First, there are more powerful and easy-to-use data mining software today than ever before. This has allowed users to develop scorecards without investing heavily in advanced programmers and infrastructure. Growing competition and the entry of several new data mining vendors made such tools available at ever cheaper prices. Complex data mining functions became available at the click of a mouse, allowing the user to spend more time applying business and data mining expertise to the problem, rather than debugging complicated and lengthy programs. The availability of powerful “point-and-click”–based Extract-Transform-Load (ETL) software enabled efficient extraction and preparation of data for scorecard development and other data mining. Second, advances in intelligent and easy-to-access data storage have removed much of the burden of gathering the required data and putting it into a form that is amenable to analysis. As mentioned earlier, banks and other lenders have made significant investments in data warehousing and data management, and are now looking to use that data to increase profitability.
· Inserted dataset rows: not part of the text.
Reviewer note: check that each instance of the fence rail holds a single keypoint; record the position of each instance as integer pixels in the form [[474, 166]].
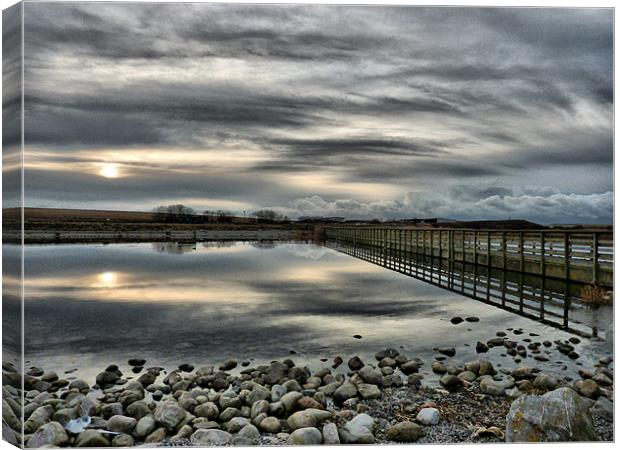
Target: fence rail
[[580, 256]]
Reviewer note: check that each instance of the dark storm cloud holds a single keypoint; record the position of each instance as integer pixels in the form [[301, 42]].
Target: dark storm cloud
[[406, 98]]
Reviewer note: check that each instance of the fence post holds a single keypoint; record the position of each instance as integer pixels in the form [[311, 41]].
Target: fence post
[[542, 254], [566, 256], [595, 258], [488, 249], [522, 250], [504, 245]]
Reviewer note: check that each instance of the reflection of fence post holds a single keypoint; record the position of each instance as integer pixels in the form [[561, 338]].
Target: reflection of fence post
[[475, 247], [566, 301], [504, 250], [522, 250], [385, 246], [566, 257], [488, 249], [542, 298], [542, 254]]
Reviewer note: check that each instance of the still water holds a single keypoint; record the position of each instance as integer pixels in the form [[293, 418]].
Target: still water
[[88, 306]]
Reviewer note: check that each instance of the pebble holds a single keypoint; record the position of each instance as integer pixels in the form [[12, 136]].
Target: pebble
[[428, 416], [405, 432]]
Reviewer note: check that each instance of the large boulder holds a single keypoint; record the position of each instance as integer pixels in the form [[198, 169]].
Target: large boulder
[[169, 414], [91, 438], [358, 430], [207, 438], [305, 436], [51, 433], [558, 416], [405, 432]]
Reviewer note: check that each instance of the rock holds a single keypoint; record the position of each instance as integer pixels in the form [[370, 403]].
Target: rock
[[228, 414], [51, 433], [451, 382], [211, 437], [308, 402], [330, 434], [144, 427], [156, 436], [169, 414], [566, 418], [409, 367], [229, 364], [80, 385], [106, 379], [330, 388], [289, 400], [355, 363], [301, 419], [428, 416], [370, 375], [122, 424], [277, 391], [258, 393], [467, 376], [486, 368], [136, 362], [587, 388], [111, 409], [305, 436], [208, 410], [604, 408], [358, 430], [344, 392], [91, 438], [602, 379], [138, 410], [368, 391], [292, 385], [448, 351], [405, 432], [123, 440], [186, 367], [38, 418], [249, 431], [491, 387], [270, 425], [237, 423], [496, 342], [438, 368]]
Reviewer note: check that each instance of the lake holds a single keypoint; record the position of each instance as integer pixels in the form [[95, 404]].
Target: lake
[[90, 305]]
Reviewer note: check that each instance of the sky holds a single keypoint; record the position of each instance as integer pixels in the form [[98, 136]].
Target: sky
[[360, 112]]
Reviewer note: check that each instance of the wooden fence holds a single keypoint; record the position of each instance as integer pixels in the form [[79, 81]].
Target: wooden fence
[[580, 256]]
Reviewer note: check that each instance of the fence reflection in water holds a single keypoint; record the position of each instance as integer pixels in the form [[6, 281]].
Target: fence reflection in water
[[550, 301]]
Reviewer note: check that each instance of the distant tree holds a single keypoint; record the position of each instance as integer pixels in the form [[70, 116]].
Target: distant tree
[[268, 215], [176, 212]]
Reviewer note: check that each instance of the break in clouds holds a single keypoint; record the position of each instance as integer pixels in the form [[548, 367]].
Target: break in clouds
[[361, 112]]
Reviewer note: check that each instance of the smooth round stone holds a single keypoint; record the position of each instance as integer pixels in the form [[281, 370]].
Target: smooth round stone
[[428, 416], [305, 436]]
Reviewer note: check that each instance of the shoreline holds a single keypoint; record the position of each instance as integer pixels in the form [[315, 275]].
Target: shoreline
[[233, 403], [133, 236]]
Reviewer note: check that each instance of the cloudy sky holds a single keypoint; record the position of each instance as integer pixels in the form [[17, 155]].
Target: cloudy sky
[[350, 111]]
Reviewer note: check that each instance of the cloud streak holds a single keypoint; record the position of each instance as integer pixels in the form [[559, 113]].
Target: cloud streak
[[375, 100]]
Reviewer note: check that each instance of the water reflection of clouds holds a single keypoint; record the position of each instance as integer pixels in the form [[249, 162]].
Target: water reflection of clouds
[[205, 306]]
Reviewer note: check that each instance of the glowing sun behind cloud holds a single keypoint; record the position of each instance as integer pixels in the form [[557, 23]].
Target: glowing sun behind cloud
[[109, 171]]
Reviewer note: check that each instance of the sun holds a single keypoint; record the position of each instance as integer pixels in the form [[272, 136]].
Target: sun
[[109, 171]]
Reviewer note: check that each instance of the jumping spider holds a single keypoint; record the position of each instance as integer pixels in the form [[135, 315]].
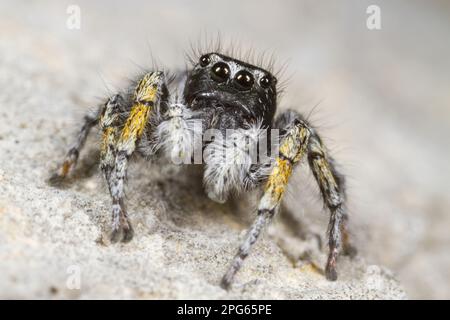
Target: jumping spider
[[156, 118]]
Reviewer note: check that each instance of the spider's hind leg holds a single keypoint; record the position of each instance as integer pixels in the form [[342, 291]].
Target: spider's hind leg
[[121, 145], [71, 158], [332, 188]]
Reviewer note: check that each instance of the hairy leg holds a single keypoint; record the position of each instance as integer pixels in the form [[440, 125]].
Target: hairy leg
[[71, 158], [292, 149], [332, 187], [145, 98], [110, 124]]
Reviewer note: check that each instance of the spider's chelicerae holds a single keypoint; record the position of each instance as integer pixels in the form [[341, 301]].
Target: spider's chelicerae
[[161, 117]]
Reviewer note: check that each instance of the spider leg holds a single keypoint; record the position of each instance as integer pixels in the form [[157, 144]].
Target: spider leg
[[146, 97], [293, 147], [331, 184], [71, 158], [110, 124]]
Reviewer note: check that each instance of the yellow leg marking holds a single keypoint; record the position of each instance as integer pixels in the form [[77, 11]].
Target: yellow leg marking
[[145, 97], [292, 150], [278, 179], [136, 122]]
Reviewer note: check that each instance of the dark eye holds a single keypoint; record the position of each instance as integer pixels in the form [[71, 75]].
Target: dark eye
[[244, 80], [265, 82], [205, 60], [220, 72]]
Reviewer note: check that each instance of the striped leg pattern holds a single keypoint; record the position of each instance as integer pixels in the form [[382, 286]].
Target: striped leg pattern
[[299, 141], [71, 158]]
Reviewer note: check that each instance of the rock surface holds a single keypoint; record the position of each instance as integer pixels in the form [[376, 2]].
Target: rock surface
[[53, 241]]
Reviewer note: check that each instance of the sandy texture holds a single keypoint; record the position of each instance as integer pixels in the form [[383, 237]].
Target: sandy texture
[[383, 111]]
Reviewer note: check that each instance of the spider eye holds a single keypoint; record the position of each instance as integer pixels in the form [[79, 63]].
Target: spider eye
[[205, 60], [220, 72], [244, 80], [265, 82]]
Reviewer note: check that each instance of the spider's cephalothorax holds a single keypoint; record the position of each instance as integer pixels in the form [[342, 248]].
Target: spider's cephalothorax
[[171, 119], [236, 92]]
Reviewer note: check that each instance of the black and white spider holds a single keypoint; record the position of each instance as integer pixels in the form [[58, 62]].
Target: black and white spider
[[161, 118]]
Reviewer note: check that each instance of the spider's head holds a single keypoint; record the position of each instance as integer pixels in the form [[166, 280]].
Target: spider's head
[[234, 92]]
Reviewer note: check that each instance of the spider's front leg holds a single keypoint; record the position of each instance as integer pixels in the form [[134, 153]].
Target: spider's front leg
[[299, 140], [121, 145], [292, 149]]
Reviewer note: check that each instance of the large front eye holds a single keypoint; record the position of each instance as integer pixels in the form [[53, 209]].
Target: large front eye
[[220, 72], [204, 60], [244, 80], [265, 82]]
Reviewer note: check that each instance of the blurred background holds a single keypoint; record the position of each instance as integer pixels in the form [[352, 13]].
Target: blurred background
[[382, 96]]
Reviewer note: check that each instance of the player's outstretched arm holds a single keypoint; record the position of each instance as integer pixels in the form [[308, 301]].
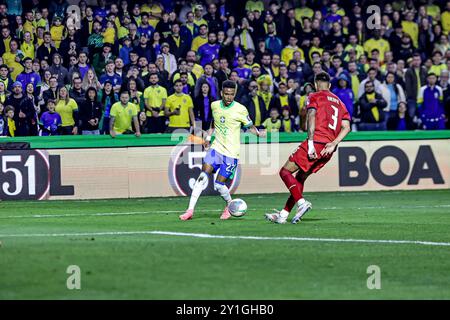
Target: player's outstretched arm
[[256, 132], [209, 133], [311, 128], [331, 146]]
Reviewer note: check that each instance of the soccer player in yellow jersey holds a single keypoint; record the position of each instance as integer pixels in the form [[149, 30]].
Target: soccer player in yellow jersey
[[228, 118]]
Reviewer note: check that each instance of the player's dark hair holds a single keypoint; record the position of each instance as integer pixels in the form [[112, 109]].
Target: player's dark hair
[[229, 84], [322, 76]]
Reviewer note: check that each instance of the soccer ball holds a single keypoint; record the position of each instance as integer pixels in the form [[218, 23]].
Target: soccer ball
[[237, 207]]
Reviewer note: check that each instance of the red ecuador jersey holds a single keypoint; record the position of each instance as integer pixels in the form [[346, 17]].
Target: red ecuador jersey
[[330, 111]]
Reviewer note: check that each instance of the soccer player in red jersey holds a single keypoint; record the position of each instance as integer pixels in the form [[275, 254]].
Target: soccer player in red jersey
[[327, 122]]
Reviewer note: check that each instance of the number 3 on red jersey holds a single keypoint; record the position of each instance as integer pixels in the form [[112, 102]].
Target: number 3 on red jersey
[[334, 118]]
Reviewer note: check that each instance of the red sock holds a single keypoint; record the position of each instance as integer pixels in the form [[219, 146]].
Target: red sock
[[291, 183], [290, 203]]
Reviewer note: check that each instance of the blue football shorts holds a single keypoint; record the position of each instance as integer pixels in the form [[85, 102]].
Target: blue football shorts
[[226, 165]]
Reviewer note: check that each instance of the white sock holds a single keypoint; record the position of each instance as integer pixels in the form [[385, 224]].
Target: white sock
[[284, 214], [200, 184], [223, 190], [300, 202]]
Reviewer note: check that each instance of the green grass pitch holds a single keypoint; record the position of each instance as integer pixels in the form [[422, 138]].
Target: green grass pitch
[[39, 240]]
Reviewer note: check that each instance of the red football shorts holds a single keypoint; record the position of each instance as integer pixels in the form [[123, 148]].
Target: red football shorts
[[300, 157]]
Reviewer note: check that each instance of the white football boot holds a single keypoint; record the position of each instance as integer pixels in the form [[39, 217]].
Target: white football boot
[[301, 211], [275, 217]]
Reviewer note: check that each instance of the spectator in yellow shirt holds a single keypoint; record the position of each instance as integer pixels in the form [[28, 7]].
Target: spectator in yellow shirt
[[57, 31], [377, 43], [179, 109], [254, 5], [67, 108], [288, 52], [13, 59], [123, 114], [27, 47], [411, 28], [201, 39], [445, 19], [109, 35]]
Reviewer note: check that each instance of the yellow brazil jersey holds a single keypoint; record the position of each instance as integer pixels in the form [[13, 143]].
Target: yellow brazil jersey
[[29, 27], [288, 53], [109, 35], [300, 13], [57, 34], [228, 121], [287, 125], [10, 60], [198, 42], [6, 43], [11, 127], [122, 32], [445, 20], [199, 22], [314, 49], [358, 49], [153, 9], [184, 103], [28, 50], [272, 126], [123, 116], [437, 69], [154, 96], [197, 70], [66, 110], [380, 44], [355, 85], [254, 5], [434, 11], [191, 80], [42, 23]]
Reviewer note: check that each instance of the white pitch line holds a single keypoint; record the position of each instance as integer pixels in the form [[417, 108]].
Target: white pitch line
[[212, 236], [99, 214]]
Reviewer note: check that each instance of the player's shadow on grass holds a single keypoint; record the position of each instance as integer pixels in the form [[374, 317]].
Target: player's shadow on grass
[[312, 220]]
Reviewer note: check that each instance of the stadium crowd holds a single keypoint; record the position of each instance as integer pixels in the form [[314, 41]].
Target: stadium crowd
[[110, 67]]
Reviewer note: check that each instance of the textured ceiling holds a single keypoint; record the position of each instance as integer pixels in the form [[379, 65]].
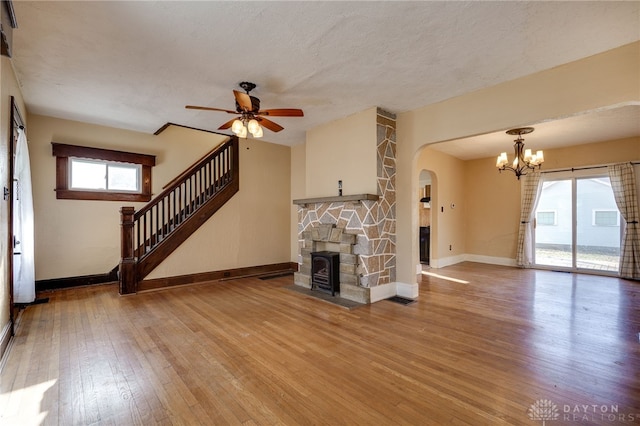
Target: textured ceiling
[[136, 64]]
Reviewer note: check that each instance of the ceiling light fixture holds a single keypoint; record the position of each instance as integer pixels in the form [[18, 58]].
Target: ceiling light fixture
[[247, 123], [524, 160]]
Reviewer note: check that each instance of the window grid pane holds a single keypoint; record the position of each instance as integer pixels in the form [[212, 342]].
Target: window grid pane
[[605, 218], [96, 175], [88, 175], [546, 218]]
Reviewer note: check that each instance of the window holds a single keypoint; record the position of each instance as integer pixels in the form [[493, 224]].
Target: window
[[606, 218], [546, 218], [98, 174]]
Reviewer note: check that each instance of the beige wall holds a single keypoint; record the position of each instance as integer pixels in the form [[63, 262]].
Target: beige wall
[[253, 228], [493, 199], [75, 238], [342, 150], [298, 191], [601, 81]]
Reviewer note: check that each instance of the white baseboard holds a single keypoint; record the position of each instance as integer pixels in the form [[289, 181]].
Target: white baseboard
[[382, 292], [491, 260], [503, 261], [386, 291], [5, 338], [446, 261]]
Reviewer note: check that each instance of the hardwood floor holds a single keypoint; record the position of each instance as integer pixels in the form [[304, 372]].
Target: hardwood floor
[[486, 349]]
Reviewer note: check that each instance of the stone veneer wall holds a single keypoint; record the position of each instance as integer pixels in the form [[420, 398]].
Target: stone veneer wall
[[372, 222]]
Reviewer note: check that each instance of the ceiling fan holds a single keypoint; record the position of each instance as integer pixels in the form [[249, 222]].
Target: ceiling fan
[[252, 118]]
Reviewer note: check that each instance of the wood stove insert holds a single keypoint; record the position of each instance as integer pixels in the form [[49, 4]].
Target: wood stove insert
[[325, 271]]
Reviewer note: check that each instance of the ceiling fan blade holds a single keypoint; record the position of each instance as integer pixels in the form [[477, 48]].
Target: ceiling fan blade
[[274, 127], [227, 125], [210, 109], [282, 112], [243, 100]]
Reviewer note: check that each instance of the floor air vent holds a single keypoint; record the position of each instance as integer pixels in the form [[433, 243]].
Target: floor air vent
[[400, 300]]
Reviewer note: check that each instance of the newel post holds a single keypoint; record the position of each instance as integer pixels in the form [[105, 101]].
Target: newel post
[[128, 278]]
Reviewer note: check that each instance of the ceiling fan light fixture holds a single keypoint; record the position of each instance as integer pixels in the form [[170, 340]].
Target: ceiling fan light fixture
[[258, 132], [253, 126], [237, 126]]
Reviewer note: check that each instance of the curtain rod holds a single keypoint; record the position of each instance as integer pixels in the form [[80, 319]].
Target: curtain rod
[[573, 169]]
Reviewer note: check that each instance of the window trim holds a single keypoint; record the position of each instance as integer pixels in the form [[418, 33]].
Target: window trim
[[63, 152]]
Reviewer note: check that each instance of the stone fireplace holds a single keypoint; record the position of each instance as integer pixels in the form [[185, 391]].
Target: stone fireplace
[[360, 227]]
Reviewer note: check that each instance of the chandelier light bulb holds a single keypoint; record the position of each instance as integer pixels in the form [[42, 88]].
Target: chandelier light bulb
[[524, 160]]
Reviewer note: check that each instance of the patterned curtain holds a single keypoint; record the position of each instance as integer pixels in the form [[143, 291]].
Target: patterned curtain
[[531, 188], [623, 183]]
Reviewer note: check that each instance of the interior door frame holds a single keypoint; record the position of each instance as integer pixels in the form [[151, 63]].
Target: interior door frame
[[16, 122]]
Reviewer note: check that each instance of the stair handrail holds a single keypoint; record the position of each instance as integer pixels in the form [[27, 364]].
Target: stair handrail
[[148, 235], [175, 183]]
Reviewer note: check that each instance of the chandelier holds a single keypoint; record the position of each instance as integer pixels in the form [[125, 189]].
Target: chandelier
[[524, 160]]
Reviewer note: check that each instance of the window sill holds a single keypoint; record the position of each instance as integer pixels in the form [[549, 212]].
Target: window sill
[[66, 194]]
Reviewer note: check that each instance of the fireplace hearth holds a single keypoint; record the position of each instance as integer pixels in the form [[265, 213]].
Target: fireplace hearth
[[325, 272]]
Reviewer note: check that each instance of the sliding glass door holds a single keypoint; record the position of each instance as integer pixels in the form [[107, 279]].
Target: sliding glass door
[[577, 225]]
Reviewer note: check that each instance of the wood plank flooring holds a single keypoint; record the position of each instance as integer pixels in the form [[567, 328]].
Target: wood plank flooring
[[482, 350]]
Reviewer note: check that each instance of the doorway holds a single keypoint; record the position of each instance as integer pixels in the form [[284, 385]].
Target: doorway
[[424, 213], [578, 225]]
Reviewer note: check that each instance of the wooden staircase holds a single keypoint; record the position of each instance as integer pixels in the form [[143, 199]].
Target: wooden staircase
[[152, 233]]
Once these tools became available, in-house development became a viable option for many smaller and medium-sized institutions. The industry could now realize the significant ROI that in-house scorecard development could deliver for the right players. Experience has shown that in-house credit scorecard development can be done faster, cheaper, and with far more flexibility than any outsourcing strategy. Development was cheaper since the cost of maintaining an in-house credit scoring capability was less than the cost of purchased scorecards. Internal development capability also allowed companies to develop far more scorecards (with enhanced segmentation) for the same expenditure. Scorecards could also be developed more rapidly by internal resources using the right software – which meant that better custom scorecards could be implemented more rapidly, leading to lower losses.

In addition, companies have increasingly realized that their superior knowledge of internal data and business insights led them to develop better-performing scorecards. Seasoned modelers understand that the single biggest contributor to model quality is the data itself, followed by the knowledge level of the analyst of that data. This book will cover in detail how internal knowledge can be applied to build better scorecards. In every phase of the project, we will discuss how appropriate judgment can be applied to augment statistical analyses.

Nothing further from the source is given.